Thanks for the chicken link, Darky.

12 comments

  1. klem

    That religious ideology should determine policy is a popular notion thanks to secretion Bush and the people who are his spine.
    Hells Bells!- it has people like my mother,who seems to have been a complete agnostic for most of her life, now suddenly forwarding all these prayer circle tributes to fallen soldier-heros via email….blech.

    I worked in a pharmacy for years where one employee was constantly disappearing to go and fullfill her daily prayer requirement–I swear I thought she was stealing pills at first and I’m still not too sure.

    But these same pharms surely have no problem passing out the viagra, even to the all the pricks who don’t need it.

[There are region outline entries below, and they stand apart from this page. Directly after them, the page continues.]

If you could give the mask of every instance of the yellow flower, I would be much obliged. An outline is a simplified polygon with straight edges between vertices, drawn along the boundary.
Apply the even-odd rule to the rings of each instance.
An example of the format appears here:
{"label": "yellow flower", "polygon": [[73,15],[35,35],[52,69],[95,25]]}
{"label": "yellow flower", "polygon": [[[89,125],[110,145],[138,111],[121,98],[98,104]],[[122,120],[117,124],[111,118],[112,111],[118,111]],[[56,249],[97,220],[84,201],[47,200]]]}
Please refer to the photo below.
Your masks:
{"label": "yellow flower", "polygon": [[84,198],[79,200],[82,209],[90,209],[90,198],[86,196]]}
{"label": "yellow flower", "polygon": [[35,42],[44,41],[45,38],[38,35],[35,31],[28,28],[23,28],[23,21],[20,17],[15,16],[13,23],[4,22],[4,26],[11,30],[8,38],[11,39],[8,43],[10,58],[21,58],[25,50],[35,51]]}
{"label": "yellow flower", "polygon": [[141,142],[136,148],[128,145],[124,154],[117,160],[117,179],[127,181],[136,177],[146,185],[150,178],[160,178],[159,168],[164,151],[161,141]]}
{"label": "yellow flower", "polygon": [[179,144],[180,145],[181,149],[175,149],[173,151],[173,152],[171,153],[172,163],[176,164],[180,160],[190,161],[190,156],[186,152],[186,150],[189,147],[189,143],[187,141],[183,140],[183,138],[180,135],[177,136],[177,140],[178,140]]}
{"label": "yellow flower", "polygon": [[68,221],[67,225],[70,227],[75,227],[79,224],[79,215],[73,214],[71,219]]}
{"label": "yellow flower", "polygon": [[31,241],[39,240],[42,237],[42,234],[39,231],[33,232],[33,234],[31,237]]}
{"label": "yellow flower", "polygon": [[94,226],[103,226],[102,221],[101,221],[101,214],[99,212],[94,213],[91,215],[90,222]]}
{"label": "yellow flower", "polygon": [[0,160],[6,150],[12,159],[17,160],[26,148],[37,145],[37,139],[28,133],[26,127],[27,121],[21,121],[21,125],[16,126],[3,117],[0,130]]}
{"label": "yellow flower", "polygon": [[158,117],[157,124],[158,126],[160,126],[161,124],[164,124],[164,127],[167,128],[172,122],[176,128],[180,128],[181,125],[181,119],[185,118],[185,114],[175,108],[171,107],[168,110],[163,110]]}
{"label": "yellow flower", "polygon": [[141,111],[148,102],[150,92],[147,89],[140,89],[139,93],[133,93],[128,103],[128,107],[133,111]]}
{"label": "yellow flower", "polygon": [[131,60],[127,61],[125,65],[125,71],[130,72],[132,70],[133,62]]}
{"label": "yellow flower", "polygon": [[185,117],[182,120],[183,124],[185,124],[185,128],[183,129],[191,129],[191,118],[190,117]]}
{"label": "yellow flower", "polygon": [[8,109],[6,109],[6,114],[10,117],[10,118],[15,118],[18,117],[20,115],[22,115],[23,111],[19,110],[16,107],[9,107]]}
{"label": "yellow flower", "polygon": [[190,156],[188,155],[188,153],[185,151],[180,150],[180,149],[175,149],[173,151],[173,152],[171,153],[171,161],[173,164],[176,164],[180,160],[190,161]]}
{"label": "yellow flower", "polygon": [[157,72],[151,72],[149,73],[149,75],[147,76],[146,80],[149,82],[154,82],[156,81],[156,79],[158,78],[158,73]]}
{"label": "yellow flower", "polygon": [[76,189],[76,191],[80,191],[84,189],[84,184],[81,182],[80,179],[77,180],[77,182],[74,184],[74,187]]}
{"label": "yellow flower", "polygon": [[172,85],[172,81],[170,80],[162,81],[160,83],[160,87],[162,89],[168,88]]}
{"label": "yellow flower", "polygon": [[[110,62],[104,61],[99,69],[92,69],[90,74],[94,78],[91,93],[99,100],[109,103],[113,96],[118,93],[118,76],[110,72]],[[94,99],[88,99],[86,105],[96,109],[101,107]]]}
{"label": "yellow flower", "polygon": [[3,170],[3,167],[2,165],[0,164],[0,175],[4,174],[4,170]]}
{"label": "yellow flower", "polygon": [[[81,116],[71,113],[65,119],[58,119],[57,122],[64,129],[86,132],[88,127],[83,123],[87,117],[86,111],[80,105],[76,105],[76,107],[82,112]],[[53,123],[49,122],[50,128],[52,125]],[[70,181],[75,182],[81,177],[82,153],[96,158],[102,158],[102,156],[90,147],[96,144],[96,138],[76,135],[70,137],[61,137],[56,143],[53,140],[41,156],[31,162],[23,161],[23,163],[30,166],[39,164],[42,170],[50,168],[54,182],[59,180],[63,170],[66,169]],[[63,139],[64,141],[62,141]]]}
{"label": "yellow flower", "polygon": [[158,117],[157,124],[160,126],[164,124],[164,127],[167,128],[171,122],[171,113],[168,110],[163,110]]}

    Pharmacy school graduation should require an oath of never becoming a religious *ucktard!

  2. Mandos

    You actually like your eggs fried, sunny side up? I can only ever eat omelettes or frittatas. Curiously I can tolerate raw yolks better than I can semi-cooked or boiled yolks.

  3. Twisty

    Mandos, could it be we actually agree at last? I, too, prefer my eggal experiences in omelette form. The photo illustrating this post does not represent my personal ovular views; due to laziness, it was nicked from another website. If you scrutinize it closely, you will perceive the double-yolk of which the photographer was so proud.

  4. peacebug

    I propose a grassroots campaign to force pharmacies like target to fire employees who substitute their personal philosophy for the considered prescription of a medical doctor.

    SOMEwhere it must be written, some law, something!, that says the authority of a doctor’s Rx cannot be trumped by some cheerless zealot behind the counter at the drugstore.

    let target et al set up a drug-dispensing outlet that serves only the hyper-religious so we can keep the ideologues separate from normal society.

    how the hell do they get away with this complete bullshit?

  5. Mandos

    Oh no! I can’t be seen agreeing with someone!

    Must…find…way…to…nitpick…

    But in the meantime, have you seen the fish with a bicycle? I found it on Feministe:

    http://www.woodka.com/2005/10/24/finally-a-fish-with-a-bicycle/

  6. Jess

    I really want to see the dead chicken/baby. Does it seem strange to anyone else that the police DOCTOR couldn’t recognize that it was not in fact a human baby, but a dead chicken carcass? I want pictures!

    Maybe somebody has been spending too much time studying haeckel’s drawings . Ontogeny may recapitulate phylogeny, but that doesn’t mean babies look like chickens. When will people get it right?!

  7. Kristen from MA

    actaully, Twisty, i have read about pharmacists refusing to fill birth control prescriptions. it’s pretty disturbing…

  8. Chris Clarke

    [Looks hard at photo]

    Which one a them is my brain on drugs again?

  9. MsKate

    The one with the rainbow spiral effect going on … just stare a little longer after you lick that next kiddie sticker faxed to you by some evil presence outside your household.

  10. ae

    Do these delusional zealots also refuse to sell rubbers and birth control pills?

    Sadly, there are delusional zealot “pharmacists” opposed to birth control. [WARNING: Very high godbag quotient.]

  11. binky

    I don’t know if you all read PZ Myers (biology and pro-evolution mostly, but also lots of good general blogging) but this week he put up one of his lectures about evolution. http://tinyurl.com/dxnkp It shows various actual embryos (cat, chicken, human). I probably couldn’t tell them apart to save my life.

  12. Nancy M

    From the story evidence, I’d say a good Catholic Liverpudlian would like their oeufs coddled.

    My best goose has just finished mourning a couple of aborts in her latest brood. She does this by consuming the dead baby goodness.
    What a star. She has thus found a way to make gestation work in her favour and emerges less bedraggled and strung out than her sisters.